- Genres: Hip hop; trap; Alternative hip-hop; rage;
- Years active: 2022-2025
- Label: Koala Music
- Past members: Dmitry Olegovich Itskov (Russian: Дмитрий Олегович Ицков) (aka Kai Angel; Кай Э́нджел) Sergey Igorevich Dmitriev (Russian: Сергей Игоревич Дмитриев) (aka 9mice; На́йн Ма́йс)

= Viperr =

Former Russian rap duo

Viperr (Russian: Ва́йперр), also known as Kai Angel & 9mice (Russian.

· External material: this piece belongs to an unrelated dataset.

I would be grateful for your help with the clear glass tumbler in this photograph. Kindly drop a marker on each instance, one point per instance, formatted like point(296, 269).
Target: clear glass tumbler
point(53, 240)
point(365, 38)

Кай Э́нджел и На́йн Ма́йс) were a Russian-speaking rap-duet, based in the United States.

== Biography of the Members ==
=== Kai Angel ===
Dmitry Olegovich Itskov (Russian: Дмитрий Олегович Ицков) was born on 4 February 1997. He grew up in Israel.

=== 9mice ===
Sergey Igorevich Dmitriev (Russian: Сергей Игоревич Дмитриев) was born on 27 August 2000.

== History of the duo ==
In December 2023, Kai Angel and 9mice, together with actor Yaroslav Mogilnikov, presented new merch to Kanye West, created by Gosha Rubchinskiy.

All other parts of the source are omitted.